A friend sent me her cousin's short story about canoeing with Orcas. It's really lovely and reminded me of a trip I took to kayak with Orcas in Johnstone Strait, British Columbia. I've been twice, but the most memorable was early one foggy morning when the water and the sky were both steel gray. The Orcas in the Strait are residents, and eat salmon, not mammals. We had positioned the kayaks near the steep rocky shore, and were waiting in total silence. The first indication we had they were coming was the distance whoosh of air as one then another then another surfaced to exhale. Moments later we were ducking salmon as they leapt out of the water to escape the Orcas. I had a split second to consider the insanity of positioning a line of tippy kayaks, bobbing in freezing cold water like so many pieces of driftwood, directly in the path of a feeding pod of Orcas, when we were surrounded. Orcas in front of us, behind us, under us. Salmon leaping everywhere.
Since I posted this last December, I've heard about this company. There is great whale footage on the site. Makes me want to book another trip. 2009 Recipient of National Geographic Adventure Magazine's "Best Adventure Travel Companies on Earth" 2009 National Geographic Traveler Magazine's "50 Best Trips of a Lifetime" 2010 National Geographic Travel.com "Best Deals for Adventurous Travelers" 2011 National Geographic Traveler Magazine's "Best Whale Watching Locations"

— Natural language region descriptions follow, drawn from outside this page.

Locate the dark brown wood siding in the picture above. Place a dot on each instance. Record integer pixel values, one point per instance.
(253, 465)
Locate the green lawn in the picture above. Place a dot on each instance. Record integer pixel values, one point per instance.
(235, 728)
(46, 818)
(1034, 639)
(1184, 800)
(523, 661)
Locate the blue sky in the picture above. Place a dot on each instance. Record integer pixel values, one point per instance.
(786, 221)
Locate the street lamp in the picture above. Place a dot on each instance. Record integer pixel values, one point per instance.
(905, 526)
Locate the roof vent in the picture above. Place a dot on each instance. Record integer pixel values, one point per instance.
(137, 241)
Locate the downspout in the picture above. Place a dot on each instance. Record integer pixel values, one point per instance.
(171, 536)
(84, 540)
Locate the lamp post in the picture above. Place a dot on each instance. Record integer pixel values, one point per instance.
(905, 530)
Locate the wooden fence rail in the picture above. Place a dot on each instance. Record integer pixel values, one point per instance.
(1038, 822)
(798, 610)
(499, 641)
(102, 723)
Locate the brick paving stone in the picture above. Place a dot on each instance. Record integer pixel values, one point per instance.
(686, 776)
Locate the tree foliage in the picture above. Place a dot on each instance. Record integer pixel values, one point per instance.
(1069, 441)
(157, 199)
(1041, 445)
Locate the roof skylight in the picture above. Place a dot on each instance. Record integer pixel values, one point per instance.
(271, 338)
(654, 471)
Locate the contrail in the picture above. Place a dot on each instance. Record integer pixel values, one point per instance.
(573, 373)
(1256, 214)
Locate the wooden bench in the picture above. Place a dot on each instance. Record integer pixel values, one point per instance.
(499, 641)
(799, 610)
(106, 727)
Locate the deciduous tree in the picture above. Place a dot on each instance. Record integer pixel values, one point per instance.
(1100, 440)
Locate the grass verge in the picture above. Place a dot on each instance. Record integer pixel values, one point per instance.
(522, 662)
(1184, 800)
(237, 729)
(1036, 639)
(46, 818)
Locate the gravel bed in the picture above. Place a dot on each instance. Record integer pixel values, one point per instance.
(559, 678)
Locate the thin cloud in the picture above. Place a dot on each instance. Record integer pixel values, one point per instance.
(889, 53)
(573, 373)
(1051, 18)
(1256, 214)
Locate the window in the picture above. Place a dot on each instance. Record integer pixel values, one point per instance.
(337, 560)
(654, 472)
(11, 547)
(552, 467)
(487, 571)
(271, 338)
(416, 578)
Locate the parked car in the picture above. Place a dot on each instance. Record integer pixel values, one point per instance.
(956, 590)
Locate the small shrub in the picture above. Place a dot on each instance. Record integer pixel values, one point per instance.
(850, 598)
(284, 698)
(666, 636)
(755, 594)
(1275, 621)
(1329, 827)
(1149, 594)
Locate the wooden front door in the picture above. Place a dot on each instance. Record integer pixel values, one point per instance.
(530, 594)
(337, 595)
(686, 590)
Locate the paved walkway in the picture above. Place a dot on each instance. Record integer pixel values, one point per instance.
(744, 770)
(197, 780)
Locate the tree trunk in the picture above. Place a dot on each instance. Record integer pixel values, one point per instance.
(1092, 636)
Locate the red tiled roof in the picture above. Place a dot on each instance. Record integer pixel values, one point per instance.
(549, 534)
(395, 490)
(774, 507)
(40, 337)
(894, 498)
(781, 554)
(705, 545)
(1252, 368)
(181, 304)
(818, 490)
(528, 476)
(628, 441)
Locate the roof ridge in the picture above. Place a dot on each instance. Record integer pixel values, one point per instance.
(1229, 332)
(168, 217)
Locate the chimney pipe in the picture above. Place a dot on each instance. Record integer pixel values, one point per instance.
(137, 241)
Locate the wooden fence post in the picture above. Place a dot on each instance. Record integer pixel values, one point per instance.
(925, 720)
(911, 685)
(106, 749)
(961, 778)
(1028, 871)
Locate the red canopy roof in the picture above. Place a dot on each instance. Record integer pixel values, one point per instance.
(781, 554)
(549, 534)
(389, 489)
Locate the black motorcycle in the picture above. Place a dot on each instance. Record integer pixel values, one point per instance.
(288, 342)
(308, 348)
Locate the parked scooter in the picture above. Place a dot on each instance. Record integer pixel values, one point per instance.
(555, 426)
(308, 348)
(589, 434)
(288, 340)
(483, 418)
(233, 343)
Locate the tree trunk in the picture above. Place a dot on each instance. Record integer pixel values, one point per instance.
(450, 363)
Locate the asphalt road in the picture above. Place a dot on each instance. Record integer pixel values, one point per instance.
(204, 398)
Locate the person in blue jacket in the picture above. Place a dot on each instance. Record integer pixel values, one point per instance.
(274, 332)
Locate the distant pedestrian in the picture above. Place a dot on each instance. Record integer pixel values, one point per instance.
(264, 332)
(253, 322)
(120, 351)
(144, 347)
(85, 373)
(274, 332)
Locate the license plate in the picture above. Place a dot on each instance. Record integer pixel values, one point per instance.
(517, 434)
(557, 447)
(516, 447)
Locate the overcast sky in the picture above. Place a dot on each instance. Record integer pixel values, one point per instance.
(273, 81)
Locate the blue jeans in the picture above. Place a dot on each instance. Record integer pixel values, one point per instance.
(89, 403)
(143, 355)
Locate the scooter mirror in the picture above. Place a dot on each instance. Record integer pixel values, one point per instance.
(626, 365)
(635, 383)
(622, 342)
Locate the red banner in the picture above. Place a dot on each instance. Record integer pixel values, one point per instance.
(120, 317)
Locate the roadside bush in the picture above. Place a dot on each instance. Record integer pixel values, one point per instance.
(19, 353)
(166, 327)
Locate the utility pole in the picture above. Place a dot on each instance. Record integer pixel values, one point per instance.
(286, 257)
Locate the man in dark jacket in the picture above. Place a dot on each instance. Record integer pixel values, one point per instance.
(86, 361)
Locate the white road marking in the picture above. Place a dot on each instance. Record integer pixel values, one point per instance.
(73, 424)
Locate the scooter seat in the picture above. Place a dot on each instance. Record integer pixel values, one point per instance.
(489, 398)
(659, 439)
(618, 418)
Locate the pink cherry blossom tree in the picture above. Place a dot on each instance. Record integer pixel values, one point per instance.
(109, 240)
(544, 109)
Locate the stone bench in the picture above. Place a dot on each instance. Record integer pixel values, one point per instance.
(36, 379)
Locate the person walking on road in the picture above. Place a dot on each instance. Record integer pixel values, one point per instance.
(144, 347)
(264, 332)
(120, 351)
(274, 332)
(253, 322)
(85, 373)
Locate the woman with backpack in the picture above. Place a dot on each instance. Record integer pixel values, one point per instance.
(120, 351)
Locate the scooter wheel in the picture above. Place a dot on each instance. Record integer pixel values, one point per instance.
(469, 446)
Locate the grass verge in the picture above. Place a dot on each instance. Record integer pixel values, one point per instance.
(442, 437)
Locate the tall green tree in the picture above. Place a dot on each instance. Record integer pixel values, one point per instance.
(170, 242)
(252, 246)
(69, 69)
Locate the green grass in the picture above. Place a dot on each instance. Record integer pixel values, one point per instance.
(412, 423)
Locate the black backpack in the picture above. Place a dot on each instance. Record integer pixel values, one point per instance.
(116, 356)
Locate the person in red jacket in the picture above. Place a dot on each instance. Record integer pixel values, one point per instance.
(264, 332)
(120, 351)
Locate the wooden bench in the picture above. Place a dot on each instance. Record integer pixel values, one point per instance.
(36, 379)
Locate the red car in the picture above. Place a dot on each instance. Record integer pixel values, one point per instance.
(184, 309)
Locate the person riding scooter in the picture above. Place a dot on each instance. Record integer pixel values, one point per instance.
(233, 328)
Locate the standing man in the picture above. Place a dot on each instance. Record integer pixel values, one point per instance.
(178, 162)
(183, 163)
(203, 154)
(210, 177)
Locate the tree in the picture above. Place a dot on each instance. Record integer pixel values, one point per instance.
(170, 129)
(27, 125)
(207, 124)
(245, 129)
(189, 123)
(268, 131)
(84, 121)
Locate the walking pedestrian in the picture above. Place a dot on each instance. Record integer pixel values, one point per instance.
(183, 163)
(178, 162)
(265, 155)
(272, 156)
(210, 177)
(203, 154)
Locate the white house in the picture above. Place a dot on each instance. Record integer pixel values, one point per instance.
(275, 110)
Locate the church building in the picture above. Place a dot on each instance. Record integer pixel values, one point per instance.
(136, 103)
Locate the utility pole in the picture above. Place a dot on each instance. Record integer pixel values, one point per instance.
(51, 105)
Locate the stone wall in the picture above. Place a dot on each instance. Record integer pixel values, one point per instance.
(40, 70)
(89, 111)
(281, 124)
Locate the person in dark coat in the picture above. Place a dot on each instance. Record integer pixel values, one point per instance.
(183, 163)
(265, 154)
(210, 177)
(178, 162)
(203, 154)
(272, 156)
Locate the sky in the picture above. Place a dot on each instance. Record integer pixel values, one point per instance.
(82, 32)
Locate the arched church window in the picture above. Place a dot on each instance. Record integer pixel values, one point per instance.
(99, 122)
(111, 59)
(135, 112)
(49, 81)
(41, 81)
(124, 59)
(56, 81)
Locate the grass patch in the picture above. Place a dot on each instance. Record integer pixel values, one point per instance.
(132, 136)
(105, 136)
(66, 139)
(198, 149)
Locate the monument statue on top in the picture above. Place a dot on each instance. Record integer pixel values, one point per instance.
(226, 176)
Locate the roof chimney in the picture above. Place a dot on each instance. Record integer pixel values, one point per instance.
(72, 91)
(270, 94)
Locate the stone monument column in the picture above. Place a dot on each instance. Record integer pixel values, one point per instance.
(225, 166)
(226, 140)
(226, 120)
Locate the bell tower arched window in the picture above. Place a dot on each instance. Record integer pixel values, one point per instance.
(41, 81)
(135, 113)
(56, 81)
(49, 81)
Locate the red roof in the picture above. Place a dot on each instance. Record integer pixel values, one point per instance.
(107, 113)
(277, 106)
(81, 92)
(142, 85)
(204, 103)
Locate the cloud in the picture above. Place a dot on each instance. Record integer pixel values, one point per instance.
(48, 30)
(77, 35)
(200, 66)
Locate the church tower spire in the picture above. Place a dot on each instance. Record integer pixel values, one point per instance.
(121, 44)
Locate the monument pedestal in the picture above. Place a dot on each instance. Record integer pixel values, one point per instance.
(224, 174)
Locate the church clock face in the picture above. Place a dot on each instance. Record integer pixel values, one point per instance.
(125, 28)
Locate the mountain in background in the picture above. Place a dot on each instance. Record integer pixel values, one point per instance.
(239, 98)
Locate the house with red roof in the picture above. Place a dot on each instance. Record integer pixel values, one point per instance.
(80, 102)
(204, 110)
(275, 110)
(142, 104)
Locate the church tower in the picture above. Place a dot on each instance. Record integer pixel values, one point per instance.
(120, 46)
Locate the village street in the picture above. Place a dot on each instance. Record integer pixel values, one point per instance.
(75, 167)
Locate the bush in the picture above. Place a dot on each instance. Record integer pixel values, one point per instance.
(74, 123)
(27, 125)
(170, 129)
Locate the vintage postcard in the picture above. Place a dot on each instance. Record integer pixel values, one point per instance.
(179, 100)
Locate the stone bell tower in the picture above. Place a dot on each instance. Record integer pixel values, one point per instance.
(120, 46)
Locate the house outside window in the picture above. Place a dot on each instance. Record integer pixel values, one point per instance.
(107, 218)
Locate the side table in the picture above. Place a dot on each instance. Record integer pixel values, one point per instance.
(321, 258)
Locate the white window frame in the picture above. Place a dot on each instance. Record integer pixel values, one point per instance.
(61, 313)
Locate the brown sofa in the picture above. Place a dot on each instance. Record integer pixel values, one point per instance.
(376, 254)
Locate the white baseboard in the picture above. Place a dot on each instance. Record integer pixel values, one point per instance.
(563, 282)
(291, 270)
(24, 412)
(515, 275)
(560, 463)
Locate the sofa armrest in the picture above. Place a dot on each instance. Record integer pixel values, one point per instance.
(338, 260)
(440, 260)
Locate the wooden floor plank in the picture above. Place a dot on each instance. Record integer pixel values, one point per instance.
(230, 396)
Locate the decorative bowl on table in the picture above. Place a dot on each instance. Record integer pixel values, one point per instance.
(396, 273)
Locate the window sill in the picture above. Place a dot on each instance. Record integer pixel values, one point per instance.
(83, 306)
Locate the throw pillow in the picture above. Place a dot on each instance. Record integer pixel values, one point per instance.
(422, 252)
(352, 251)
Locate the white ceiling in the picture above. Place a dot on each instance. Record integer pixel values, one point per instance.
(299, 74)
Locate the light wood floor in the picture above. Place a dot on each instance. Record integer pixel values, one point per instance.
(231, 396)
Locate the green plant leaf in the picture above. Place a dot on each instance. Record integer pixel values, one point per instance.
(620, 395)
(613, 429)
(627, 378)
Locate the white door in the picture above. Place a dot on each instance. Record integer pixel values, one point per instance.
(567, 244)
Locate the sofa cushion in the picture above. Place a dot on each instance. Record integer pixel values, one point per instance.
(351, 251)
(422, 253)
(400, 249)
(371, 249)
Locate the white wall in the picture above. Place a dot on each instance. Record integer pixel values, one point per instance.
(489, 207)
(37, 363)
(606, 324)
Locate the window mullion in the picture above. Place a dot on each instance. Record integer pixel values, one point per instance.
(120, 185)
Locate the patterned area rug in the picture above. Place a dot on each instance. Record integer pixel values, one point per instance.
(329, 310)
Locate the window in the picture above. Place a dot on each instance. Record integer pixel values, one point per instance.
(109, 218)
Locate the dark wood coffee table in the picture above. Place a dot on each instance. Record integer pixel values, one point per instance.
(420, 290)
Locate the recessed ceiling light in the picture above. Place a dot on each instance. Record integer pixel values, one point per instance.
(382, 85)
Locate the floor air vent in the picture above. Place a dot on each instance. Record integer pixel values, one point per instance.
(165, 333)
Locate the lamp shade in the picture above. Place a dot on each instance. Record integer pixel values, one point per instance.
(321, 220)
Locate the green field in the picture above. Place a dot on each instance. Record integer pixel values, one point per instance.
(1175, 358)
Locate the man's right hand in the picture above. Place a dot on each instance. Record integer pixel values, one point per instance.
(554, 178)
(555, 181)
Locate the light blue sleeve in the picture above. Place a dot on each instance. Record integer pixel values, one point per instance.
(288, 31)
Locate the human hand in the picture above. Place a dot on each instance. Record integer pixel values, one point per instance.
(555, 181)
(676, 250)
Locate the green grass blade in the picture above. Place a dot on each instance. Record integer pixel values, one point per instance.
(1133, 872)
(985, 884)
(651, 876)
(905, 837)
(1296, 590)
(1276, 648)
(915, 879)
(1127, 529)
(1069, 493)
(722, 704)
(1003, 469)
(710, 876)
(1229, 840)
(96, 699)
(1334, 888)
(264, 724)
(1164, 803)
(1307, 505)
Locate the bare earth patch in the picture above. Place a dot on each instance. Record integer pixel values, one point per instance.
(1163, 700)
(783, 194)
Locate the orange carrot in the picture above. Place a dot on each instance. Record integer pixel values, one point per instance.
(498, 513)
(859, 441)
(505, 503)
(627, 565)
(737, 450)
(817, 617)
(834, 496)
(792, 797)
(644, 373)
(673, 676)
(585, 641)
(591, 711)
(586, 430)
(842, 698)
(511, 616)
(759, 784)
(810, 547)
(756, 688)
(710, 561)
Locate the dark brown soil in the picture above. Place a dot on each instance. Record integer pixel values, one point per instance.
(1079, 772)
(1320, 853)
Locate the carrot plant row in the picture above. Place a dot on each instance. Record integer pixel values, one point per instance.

There was one other moment on that trip that I will never forget. We were back on the "mother ship" and I was standing on the stern watching a female orca attempt to control a rambunctious baby by making what can only be described as watery raspberries. Every time she blew a bubbly raspberry, I imitated the sound. With the baby in tow, she dove and came up at the stern of our boat, turned on her side and looked directly at me. I'll never know, of course, but I had the feeling she was telling me to back off, which I did.